Where to Live If You Want to Live Longest?

Believe it or not, it's Manhattan.  According to The New York Times' Sam Roberts, "Since 1985, the life expectancy for Manhattan residents has increased more than that of any other county in the country, according to a new analysis, which attributed the increase to gentrification and to a healthier lifestyle."

Surprisingly, Brooklyn, the Bronx and Queens also were among the 12 counties where longevity increased the most (my husband is a dentist in Queens -- does that count?), Roberts reports.

We just learned yesterday that living two exits apart off a California highway can cost you nine years of your life.

"In Manhattan, the average lifespan rose nearly 13 years for men and more than 8 years for women over the 25 years through 2010," Roberts relates in his story.    

“Our researchers think it’s more than economics,”  Roberts quotes William Heisel, communications director at the University of Washington’s Institute for Health Metrics and Evaluation, which conducted the analysis based on census data and health statistics.  “When we have looked at changes in income to see how they line up to changes in life expectancy, sometimes the trend corresponds and sometimes it does not,” he told Roberts. 
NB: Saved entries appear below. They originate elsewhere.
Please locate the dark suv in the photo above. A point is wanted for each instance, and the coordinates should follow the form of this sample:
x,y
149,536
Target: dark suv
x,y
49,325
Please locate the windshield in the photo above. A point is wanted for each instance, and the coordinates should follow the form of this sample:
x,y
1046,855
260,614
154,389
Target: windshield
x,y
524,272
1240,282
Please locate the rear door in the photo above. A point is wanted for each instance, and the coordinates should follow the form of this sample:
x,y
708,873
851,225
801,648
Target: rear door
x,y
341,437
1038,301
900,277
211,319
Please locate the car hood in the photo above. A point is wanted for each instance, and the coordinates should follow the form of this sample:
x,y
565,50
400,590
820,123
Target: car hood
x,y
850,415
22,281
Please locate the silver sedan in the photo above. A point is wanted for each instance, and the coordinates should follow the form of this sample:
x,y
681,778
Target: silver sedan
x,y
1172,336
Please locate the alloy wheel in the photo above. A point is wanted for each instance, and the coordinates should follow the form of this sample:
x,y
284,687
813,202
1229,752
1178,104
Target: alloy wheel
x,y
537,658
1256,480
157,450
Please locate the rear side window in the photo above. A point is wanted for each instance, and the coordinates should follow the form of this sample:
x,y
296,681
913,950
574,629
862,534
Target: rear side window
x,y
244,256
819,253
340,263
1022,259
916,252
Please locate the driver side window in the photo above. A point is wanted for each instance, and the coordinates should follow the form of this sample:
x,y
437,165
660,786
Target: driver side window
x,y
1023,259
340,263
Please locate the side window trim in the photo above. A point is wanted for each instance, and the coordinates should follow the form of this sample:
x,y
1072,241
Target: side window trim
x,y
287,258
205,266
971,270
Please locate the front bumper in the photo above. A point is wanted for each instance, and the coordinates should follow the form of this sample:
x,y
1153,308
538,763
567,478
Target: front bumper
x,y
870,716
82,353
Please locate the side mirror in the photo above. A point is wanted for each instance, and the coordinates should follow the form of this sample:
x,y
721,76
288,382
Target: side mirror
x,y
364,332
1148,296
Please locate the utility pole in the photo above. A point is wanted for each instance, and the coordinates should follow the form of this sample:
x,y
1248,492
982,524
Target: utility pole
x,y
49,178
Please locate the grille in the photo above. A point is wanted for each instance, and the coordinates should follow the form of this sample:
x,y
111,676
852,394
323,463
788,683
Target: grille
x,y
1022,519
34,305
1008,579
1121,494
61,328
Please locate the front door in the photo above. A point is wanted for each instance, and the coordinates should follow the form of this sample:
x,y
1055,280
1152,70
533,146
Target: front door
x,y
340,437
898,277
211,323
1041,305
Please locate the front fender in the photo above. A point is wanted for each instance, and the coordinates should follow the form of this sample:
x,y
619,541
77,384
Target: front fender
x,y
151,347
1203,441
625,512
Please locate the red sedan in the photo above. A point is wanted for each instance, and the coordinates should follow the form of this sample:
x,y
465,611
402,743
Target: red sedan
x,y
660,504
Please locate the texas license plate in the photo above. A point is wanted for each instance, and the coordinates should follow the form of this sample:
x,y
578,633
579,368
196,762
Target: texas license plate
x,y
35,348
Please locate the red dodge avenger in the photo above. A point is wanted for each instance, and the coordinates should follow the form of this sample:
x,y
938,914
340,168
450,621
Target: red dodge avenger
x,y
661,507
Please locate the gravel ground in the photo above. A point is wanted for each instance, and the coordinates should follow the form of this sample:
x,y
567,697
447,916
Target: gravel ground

You can hate him or love him, but credit NYC Mayor Michael Bloomberg.  “In Manhattan’s case, we think that the drive to implement smoking bans, trans fat bans, and to make the city more amenable to physical activity and healthy food choices has had and will have an impact," Heisel told Roberts. "The early and aggressive interventions into the AIDS epidemic are part of the story, too.”        

Roberts notes that Manhattan and Brooklyn, especially, "have recorded an influx of wealthier white residents. The National Center for Health Statistics reported this week that while the gap in life expectancy between blacks and whites is lower than it has ever been, whites are still likely to live four years longer, on average."

“New Yorkers today are living longer and healthier than ever before, and substantially longer than people in the rest of the country, in part because of public health initiatives to combat H.I.V. infection, heart disease, cancer, smoking, unhealthy diet, and physical inactivity” Dr. Thomas Farley, the city’s health commissioner told Roberts. 

With Bloomberg's recent "active design" initiative (buildings that make you move, like ones with no elevators, just stairs), the trend continues.